What if Margaret does not have capacity to make a Will?
What can be done if Margaret’s dementia is more advanced, and she is assessed by a medical professional who decides that she does not have capacity to make a Will? First, it’s necessary to decide whether any action needs to be taken. If Margaret dies without a Will, under the intestacy rules that would then apply, her assets would be divided between her children, so in those circumstances there’s no need to do anything.
If, however, Margaret does not have children, and no close relatives, but has supported a particular charity throughout her life, it may be in Margaret’s best interests for a Will to be made leaving her assets to the charity, rather than her estate passing to the Crown by default.
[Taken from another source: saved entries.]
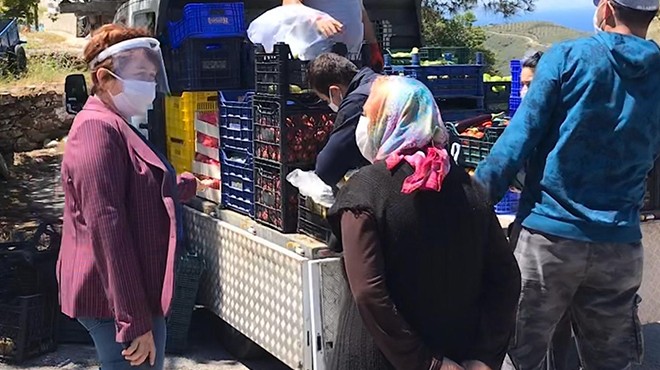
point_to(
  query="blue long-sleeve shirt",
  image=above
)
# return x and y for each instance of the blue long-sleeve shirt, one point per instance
(590, 130)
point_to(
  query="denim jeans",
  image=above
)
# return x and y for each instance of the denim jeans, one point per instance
(103, 333)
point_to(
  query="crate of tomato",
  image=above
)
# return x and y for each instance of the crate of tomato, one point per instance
(477, 136)
(281, 74)
(275, 199)
(290, 132)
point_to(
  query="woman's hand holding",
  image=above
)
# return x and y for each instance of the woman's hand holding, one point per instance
(475, 365)
(448, 364)
(329, 26)
(141, 349)
(204, 184)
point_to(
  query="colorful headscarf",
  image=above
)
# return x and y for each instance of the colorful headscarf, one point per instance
(405, 124)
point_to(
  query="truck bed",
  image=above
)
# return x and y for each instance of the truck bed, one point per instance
(4, 23)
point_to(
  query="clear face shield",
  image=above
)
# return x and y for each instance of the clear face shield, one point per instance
(136, 60)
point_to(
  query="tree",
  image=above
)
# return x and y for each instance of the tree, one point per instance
(26, 10)
(457, 31)
(506, 8)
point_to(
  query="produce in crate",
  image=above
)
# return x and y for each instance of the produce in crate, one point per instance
(303, 136)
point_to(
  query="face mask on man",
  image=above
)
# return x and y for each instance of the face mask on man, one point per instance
(334, 107)
(598, 24)
(136, 97)
(362, 139)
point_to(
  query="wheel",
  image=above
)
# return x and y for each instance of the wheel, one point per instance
(17, 60)
(239, 345)
(21, 59)
(4, 169)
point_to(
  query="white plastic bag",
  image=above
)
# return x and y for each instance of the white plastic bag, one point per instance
(294, 25)
(310, 185)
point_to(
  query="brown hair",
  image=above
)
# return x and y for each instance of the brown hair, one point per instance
(330, 69)
(105, 37)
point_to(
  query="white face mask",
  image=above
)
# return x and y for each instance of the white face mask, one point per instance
(136, 98)
(597, 25)
(362, 139)
(334, 107)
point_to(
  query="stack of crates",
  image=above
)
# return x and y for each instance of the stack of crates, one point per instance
(516, 87)
(236, 142)
(192, 128)
(458, 88)
(291, 125)
(208, 47)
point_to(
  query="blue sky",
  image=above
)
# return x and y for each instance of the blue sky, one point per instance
(577, 14)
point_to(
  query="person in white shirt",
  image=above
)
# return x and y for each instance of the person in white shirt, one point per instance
(350, 24)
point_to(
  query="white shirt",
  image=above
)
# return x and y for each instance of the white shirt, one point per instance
(349, 14)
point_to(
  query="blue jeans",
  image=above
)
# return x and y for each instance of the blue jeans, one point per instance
(103, 333)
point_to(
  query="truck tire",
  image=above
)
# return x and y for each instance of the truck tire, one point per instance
(20, 59)
(4, 169)
(239, 345)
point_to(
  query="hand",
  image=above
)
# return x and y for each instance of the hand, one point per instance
(329, 26)
(475, 365)
(448, 364)
(204, 184)
(141, 348)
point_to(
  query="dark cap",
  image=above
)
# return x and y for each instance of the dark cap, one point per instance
(644, 5)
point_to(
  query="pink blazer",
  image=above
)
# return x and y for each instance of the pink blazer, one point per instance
(119, 234)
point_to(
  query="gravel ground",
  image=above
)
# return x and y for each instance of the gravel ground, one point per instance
(34, 194)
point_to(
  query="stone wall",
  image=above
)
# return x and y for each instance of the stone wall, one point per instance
(30, 120)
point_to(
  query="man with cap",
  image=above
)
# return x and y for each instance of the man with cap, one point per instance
(589, 132)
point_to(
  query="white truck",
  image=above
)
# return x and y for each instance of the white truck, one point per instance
(282, 292)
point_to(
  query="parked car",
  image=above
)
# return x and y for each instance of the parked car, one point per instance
(12, 53)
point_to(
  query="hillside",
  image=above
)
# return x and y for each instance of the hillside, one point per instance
(511, 41)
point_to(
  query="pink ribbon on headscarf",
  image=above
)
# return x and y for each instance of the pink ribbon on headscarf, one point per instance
(431, 168)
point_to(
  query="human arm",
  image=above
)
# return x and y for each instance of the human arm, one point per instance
(499, 299)
(527, 127)
(99, 166)
(365, 268)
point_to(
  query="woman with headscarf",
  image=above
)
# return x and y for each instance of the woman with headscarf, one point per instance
(433, 281)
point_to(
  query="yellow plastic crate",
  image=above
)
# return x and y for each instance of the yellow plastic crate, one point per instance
(180, 114)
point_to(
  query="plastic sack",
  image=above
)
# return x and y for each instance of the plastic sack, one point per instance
(294, 25)
(310, 185)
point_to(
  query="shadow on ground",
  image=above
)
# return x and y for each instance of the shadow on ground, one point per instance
(32, 194)
(205, 352)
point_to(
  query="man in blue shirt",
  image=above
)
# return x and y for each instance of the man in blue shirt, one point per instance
(589, 131)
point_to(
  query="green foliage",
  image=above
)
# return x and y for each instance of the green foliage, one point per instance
(457, 31)
(25, 10)
(506, 8)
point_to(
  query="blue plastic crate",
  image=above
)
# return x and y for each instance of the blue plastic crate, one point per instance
(238, 183)
(235, 109)
(208, 64)
(208, 21)
(514, 103)
(458, 115)
(509, 204)
(446, 81)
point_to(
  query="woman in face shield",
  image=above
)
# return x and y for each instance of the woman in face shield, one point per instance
(434, 284)
(122, 218)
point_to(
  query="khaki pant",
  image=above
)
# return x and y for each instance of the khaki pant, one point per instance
(596, 283)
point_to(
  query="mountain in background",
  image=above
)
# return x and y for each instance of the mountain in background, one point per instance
(514, 40)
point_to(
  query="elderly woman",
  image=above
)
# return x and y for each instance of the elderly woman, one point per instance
(121, 217)
(433, 281)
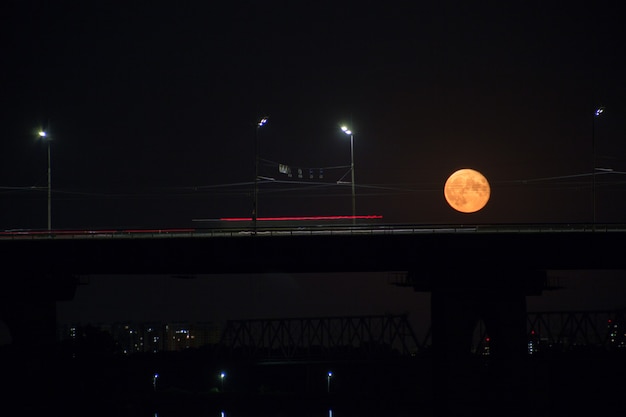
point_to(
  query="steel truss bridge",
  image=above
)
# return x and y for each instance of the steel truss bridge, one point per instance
(391, 336)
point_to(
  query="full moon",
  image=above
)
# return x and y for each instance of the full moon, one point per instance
(467, 190)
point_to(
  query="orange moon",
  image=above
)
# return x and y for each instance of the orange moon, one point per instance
(467, 190)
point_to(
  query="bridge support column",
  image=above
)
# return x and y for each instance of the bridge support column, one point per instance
(466, 382)
(28, 308)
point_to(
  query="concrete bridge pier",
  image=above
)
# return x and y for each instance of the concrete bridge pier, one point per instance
(28, 308)
(466, 383)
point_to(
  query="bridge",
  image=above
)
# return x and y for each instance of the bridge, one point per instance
(473, 272)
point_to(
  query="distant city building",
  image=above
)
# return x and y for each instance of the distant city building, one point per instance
(152, 337)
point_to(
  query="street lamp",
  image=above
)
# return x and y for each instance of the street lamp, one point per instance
(330, 374)
(596, 114)
(349, 132)
(255, 199)
(44, 136)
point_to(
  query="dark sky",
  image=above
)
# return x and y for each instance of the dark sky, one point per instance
(152, 110)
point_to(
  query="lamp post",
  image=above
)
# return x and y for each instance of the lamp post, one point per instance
(349, 132)
(330, 374)
(44, 136)
(596, 114)
(255, 198)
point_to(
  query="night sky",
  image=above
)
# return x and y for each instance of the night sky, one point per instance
(152, 109)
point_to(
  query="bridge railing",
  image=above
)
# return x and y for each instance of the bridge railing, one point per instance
(308, 229)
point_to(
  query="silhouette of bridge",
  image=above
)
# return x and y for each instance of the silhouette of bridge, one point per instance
(474, 273)
(387, 336)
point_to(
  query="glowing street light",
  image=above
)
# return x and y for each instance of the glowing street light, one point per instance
(330, 374)
(255, 199)
(349, 132)
(596, 114)
(44, 136)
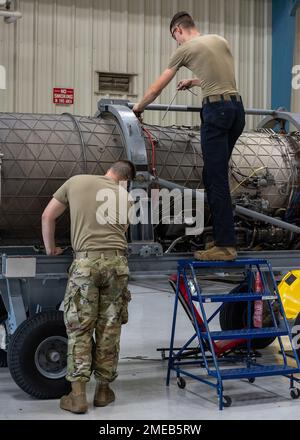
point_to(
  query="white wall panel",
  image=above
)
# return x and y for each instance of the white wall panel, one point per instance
(62, 43)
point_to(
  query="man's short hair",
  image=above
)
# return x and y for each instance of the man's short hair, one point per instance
(124, 169)
(184, 19)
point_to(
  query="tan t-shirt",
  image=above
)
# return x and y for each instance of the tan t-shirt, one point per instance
(210, 60)
(98, 212)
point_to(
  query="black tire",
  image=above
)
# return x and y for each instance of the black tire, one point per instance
(227, 401)
(29, 351)
(295, 334)
(3, 312)
(233, 316)
(181, 382)
(3, 353)
(3, 359)
(295, 393)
How can a Will be made for Margaret?
An application can be made on Margaret’s behalf to the Court of Protection (which oversees the affairs of mentally incapable persons) for a statutory Will to be made on her behalf. The Court will require medical evidence and details of Margaret’s assets in order for it to decide whether making a Will for Margaret in the terms suggested by the applicant would be in Margaret’s best interests. The Official Solicitor is likely to be appointed by the court to represent Margaret, and if there are any individuals likely to be prejudiced by the proposed Will they would be made parties to the application so that their views can be considered.
If approved by the Court, the Will will be exactly the same as one made by someone with capacity except that it will be signed on Margaret’s behalf.
Other reasons for considering an application for a statutory Will include: if an existing Will’s provisions are outdated (perhaps the main beneficiaries have died), the executor is now an inappropriate choice, or, if someone has a large estate, to make a tax efficient Will.